知財分野における制度間競争の行方

ついこの前、ジュリストで知財特集が組まれた、と思っていたら、今度はNBLに場を移して、またしても「新たなデザイン保護体系を目指して」というタイトルの知財関係の特集が掲載されている。

知財法体系における「デザイン保護」といえば、ここ最近ホットに盛り上がっていた「画像デザインの保護拡充」という論点もあり*1、その議論の過程では、「意匠権により保護する」ことに対して、激しい批判の声も上がっていただけに、冒頭に掲載された中山信弘名誉教授の論稿で、

「本特集においては、主として法制上の問題点、なかんづく他の法制度(著作権法、商標法、不正競争防止法)との関わりを中心に、意匠制度の問題点を探ることとした」(中山信弘「特集に当たって」NBL1020号14頁)

と書かれていたこともあって、個人的には期待するところが多かった。

実際、読み進めてみると、「画像デザイン」だけにとどまらず、「デザイン」全般について、著作権法(市村直也弁護士)、商標法(金子敏哉専任講師)、不正競争防止法青木大也准教授)それぞれの視点からこれまでの議論状況がかなり詳細にまとめられており、資料的価値も高いものとなっている。

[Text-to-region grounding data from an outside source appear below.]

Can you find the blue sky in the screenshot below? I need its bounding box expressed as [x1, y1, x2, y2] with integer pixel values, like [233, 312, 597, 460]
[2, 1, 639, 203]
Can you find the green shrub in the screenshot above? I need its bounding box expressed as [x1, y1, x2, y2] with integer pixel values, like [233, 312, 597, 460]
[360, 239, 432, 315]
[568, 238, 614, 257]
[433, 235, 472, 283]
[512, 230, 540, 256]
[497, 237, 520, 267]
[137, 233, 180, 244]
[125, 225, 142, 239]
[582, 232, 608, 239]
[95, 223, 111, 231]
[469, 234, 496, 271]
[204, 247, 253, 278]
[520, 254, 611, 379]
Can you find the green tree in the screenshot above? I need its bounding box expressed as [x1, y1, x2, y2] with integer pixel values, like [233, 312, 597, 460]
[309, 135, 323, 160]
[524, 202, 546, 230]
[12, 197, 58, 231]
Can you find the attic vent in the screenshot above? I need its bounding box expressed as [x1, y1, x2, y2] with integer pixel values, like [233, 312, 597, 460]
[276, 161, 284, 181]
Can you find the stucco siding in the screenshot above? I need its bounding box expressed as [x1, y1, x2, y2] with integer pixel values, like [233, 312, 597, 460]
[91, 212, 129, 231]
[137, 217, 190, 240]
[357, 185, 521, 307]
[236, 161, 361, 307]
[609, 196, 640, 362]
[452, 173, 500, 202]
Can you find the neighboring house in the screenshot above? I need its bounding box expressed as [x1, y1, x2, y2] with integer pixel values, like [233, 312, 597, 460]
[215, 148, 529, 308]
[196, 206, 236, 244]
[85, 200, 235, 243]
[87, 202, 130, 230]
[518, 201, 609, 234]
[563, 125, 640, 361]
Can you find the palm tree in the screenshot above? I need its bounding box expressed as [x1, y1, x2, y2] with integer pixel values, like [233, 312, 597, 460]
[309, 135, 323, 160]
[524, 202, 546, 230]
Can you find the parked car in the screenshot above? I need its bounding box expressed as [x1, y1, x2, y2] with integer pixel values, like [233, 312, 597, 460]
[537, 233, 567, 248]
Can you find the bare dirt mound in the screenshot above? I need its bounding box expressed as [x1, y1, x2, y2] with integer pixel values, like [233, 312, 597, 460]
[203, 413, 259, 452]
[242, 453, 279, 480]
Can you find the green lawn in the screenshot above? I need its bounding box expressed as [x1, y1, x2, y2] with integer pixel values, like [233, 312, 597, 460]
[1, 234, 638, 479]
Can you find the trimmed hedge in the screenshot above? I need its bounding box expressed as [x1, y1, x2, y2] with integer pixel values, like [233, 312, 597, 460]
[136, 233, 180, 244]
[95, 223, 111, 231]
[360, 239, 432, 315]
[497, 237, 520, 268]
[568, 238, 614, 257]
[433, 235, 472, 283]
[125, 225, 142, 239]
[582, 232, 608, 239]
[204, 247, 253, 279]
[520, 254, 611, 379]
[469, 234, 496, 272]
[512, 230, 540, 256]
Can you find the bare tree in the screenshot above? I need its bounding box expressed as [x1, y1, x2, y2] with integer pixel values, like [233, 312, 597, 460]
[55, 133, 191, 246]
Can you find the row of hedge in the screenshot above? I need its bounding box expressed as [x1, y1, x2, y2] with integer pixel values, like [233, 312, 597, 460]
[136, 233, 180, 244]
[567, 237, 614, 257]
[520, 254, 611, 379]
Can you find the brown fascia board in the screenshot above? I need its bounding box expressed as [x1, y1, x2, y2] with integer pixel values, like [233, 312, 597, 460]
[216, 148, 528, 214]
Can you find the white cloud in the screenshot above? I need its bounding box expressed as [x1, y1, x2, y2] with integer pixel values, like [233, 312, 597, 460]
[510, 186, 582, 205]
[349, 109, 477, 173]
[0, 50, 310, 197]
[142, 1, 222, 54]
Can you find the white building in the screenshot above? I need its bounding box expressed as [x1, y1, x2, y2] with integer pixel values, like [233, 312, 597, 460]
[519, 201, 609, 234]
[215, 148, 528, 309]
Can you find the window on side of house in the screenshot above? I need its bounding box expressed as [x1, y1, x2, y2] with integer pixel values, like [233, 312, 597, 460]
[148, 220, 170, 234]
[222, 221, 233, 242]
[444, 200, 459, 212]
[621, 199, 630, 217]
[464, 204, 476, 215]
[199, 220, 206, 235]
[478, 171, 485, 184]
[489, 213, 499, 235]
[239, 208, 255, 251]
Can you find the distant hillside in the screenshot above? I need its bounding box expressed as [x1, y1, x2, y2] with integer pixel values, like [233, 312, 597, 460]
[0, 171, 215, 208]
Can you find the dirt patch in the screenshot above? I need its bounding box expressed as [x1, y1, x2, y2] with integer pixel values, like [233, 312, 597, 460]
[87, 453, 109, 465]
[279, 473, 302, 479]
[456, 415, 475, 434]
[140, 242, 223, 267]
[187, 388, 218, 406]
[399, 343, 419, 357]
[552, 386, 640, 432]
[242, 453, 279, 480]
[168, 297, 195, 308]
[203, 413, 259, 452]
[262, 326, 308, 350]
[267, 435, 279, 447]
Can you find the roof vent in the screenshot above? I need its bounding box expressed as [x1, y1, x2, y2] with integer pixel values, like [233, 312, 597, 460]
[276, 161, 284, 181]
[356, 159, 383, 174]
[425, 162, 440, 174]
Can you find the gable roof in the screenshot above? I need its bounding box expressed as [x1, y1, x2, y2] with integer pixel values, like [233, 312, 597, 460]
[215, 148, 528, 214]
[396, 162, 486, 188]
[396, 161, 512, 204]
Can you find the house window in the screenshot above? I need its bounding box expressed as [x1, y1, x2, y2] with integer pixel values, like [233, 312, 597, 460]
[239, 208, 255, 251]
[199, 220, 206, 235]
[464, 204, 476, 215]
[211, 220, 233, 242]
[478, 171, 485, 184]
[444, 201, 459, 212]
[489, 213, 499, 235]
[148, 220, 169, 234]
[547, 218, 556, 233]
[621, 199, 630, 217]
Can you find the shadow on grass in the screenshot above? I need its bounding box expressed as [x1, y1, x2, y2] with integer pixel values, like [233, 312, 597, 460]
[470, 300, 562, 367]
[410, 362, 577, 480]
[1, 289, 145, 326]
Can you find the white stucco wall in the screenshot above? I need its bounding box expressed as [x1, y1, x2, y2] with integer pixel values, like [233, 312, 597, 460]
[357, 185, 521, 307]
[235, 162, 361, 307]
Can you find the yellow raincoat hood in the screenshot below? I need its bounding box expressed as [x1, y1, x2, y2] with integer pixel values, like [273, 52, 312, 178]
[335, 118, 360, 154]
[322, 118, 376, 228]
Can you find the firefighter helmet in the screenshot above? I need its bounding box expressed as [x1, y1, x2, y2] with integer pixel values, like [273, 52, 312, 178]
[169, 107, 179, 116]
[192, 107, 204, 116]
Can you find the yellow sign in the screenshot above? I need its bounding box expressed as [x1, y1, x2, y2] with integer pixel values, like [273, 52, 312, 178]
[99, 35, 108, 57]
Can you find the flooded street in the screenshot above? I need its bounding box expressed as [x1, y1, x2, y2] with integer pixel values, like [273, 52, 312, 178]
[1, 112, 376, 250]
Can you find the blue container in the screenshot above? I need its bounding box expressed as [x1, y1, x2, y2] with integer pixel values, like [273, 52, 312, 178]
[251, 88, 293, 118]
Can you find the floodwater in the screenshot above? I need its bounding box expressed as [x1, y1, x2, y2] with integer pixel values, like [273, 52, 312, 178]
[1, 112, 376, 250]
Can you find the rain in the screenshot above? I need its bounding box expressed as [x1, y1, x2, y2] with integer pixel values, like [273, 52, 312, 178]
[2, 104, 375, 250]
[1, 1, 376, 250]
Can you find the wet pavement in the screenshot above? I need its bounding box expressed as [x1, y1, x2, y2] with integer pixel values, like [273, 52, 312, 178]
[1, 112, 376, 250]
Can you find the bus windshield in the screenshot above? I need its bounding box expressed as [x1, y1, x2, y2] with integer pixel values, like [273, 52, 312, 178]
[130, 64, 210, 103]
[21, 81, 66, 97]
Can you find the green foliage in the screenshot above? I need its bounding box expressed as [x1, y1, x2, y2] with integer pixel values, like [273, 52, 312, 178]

当然ながら、紙幅の制限もあるし、研究自体がまだまだ緒に付いたばかり、ということもあってか、これまでの議論を踏まえた掘り下げや横断的分析については、まだまだこれから、という感が強い状況になってはいるものの、冒頭で中山名誉教授が投げかけられた問題意識に添って検討が進められていくのであれば、非常に価値のある研究になるだろう、と個人的には思うところである。

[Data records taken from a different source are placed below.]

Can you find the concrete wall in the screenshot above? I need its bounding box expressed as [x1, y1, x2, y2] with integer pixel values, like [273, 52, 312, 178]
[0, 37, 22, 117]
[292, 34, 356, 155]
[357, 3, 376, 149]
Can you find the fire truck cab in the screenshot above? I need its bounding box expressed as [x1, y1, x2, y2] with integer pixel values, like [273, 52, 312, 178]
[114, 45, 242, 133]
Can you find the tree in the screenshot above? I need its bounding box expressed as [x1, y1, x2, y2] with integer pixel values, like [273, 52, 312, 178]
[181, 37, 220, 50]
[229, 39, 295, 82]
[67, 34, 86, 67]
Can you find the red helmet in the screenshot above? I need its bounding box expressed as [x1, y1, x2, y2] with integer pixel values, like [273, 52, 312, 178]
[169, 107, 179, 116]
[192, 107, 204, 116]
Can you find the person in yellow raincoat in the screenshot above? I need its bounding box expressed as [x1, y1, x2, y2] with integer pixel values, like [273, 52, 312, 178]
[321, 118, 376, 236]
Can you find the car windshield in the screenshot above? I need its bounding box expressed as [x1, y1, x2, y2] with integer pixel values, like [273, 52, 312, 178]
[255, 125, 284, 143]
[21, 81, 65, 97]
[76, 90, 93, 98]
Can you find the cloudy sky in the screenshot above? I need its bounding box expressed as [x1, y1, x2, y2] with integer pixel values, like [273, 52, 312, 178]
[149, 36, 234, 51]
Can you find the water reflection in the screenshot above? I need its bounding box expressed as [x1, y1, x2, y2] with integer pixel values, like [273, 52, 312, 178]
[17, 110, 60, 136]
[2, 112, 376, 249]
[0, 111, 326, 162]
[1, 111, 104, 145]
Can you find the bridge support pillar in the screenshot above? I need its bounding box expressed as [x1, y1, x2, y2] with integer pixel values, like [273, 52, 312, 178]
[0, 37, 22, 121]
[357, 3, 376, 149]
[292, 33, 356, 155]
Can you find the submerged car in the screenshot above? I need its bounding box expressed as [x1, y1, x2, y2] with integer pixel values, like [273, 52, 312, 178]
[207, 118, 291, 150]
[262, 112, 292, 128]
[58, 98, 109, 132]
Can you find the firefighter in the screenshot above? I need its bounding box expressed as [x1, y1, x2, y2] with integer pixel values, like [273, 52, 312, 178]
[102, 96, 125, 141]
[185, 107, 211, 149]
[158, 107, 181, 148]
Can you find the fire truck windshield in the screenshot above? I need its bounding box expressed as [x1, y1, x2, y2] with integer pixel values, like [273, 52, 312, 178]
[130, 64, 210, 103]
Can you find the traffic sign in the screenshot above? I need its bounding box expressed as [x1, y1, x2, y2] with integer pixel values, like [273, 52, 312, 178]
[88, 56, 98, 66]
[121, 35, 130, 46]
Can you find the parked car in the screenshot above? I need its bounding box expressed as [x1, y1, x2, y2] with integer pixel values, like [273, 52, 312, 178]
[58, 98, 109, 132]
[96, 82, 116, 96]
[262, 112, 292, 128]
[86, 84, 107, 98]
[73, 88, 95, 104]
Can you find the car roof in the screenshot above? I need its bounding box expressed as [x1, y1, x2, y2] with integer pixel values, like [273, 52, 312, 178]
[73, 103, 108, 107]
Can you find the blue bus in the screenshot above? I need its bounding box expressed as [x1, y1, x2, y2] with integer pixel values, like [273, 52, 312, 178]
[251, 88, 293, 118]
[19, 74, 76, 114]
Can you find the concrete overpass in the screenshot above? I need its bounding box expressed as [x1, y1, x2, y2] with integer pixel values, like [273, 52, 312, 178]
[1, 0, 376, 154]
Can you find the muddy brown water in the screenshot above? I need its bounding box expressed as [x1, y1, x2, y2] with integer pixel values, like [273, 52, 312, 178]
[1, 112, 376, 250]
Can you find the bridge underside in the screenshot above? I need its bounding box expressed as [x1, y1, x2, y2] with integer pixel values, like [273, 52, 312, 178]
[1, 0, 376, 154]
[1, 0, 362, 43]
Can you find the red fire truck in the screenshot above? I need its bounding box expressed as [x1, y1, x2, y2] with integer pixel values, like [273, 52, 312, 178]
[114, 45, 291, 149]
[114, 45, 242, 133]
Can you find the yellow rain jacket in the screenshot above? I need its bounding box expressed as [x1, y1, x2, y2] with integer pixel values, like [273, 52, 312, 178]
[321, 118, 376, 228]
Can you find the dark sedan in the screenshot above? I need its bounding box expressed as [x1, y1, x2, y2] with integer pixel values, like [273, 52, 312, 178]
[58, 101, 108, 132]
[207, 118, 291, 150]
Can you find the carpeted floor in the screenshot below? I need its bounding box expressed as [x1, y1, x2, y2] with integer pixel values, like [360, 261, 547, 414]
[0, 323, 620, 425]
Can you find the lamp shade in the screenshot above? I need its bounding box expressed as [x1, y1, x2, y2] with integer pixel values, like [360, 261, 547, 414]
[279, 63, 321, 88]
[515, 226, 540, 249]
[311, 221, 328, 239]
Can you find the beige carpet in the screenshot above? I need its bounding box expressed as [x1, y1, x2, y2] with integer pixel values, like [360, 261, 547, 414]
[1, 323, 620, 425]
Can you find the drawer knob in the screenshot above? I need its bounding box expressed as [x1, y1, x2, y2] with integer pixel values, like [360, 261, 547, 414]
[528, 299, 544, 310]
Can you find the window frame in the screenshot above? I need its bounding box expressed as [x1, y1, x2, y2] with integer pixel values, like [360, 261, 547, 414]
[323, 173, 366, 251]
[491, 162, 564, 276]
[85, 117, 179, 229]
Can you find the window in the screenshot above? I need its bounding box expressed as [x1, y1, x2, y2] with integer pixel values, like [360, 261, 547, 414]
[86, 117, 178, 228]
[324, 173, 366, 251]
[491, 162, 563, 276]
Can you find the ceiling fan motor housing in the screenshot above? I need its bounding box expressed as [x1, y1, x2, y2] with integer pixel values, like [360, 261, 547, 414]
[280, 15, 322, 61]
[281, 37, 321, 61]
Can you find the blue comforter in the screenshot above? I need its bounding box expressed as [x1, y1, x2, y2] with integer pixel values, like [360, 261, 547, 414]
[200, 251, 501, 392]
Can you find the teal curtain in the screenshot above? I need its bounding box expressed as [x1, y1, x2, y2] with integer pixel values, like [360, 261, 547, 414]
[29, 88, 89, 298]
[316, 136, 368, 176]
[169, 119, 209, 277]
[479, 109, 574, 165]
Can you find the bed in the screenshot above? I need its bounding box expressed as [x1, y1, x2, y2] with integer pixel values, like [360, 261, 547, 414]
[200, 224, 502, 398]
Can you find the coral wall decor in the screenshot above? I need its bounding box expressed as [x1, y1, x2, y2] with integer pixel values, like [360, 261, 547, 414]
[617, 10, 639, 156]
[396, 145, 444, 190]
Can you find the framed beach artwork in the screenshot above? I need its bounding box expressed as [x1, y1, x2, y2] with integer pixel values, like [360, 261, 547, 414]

そんな中、今回の特集に掲載された論稿の中で、異彩を放っていたのが、杉光一成教授による「「規制立法」としての知的財産法‐デザイン保護における意匠法の役割に関する試論」(NBL1020号37頁)という論文だった。

元々、「規制立法」と呼ぶことがためらわれる知財諸法について、あえてこのタイトルを用いる大胆さも凄いと思うし、知財法=規制立法という前提に立って、

「知的財産のような無形の情報を対象として人の行動を制約する人工的な特権は、いわばその規制を許容または正当化する要件として本来的かつ可及的に権利の存否を外形的に明らかにして認識可能ならしめることが要求されている」

と、「可及的公示の原理」なる仮説を立てたり、それを元に制度設計の検討にまで分析を進めたりしているところにも、他に類を見ない面白さがある。

この論文では、私人の予測可能性を担保する、という見地から権利調査が可能な「TYPE1」(審査して登録する制度)を原則とすべき、とし、無審査登録制度の「TYPE2」や、無審査で登録しない「TYPE3」の制度はあくまで例外としてのみ許容し得る規制態様、と位置付けた上で、

・「TYPE1」の制度である意匠法は、「デザイン」をなるべく保護対象として広く取り込むべき。
・しかし、現行法においては、「TYPE3」の制度である不正競争防止法著作権法の方に一種の「強み」があり、「TYPE1」の補完という位置づけを超えた「逆転」現象が起きてしまう可能性もある。

と「意匠法の危機」に警鐘を鳴らしており、意匠権の出願件数低迷に苦しむ特許庁にとっては、まさに“救世主”的な論文が現れた、と言えるだろう。

個人的には、「知財権」=「規制」=「明確性が必要」=「審査登録制を原則とするのが望ましい」という流れには、やや論旨に強引さがみられるのではないか、と考えているし、そもそも「登録審査制」だからといって「予測可能性」が常に立つとは言えないのではないか、とも考えている。

著作権法のような「依拠」要件がなく、登録された権利の内容に抵触すれば知・不知に関わらず常に違法となりうる産業財産権による保護は、事業者側の萎縮効果を招く可能性が極めて高いことも既にあちこちで指摘されているところだけに、この結論をそのまま丸のみするわけにはいかないだろう。

ただ、今後も、保護領域が交錯する分野において、それぞれの立場からの制度選択をめぐる主張や解釈論、立法論が飛び出してきそうな気配があるだけに、議論を行うための一つの視座として、今回のような分析は活用できるように思われる。
将来的に、それぞれの制度が仲良く共存し続けるのか、それとも、権利公示型/非公示型のいずれかが積極的に選択される方向に舵を切っていくのか。今がその分かれ目ではないか・・・という気もしているだけに、こういったアプローチからの今後の展開も期待したいところである。